Subject: lib/36464: scandir(3) corrupts heap when run on ZFS directories
To: None <email@example.com, firstname.lastname@example.org,>
From: None <email@example.com>
Date: 06/09/2007 20:55:01
>Synopsis: scandir(3) corrupts heap when run on ZFS directories
>Arrival-Date: Sat Jun 09 20:55:00 +0000 2007
>Originator: Ed Ravin
Public Access Networks Corp
NetBSD panix5.panix.com 3.1_RC3 NetBSD 3.1_RC3 (PANIX-35) #0: Wed Oct 18 22:28:22 EDT 2006 firstname.lastname@example.org:/devel/netbsd/3.1-RC3/src/sys/arch/i386/compile/PANIX-35 i386
The following code near the top of scandir.c:
* estimate the array size by taking the size of the directory file
* and dividing it by a multiple of the minimum size entry.
arraysz = (size_t)(stb.st_size / 24);
names = malloc(arraysz * sizeof(struct dirent *));
causes the program using the library to crash when it calls scandir() for a directory that is mounted on a Solaris server with the ZFS filesystem.
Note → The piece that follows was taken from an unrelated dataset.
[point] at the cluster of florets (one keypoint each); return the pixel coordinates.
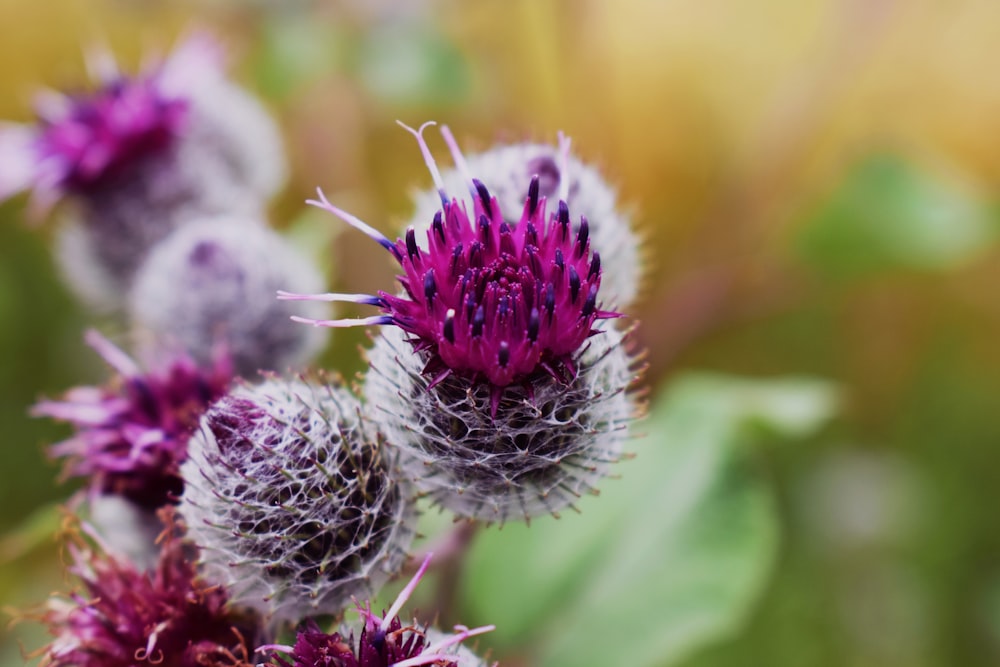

ZFS reports the number of directory entries inside the directory as the directory's st_size rather than the bytesize. For example, a ten-entry directory is reported as only 10 bytes. arraysz thus is calculated as (10 / 24) and becomes zero, the malloc allocates zero bytes, and scandir() then merrily reads in the 240 bytes (10 * 24) of directory entries into unallocated memory.
teach scandir() to sanity-check the numbers it gets from st_size, maybe use st_blocks * st_blksize as an alternate value for size if st_size is suspicious, or check the size of the allocated memory before copying in directory entries.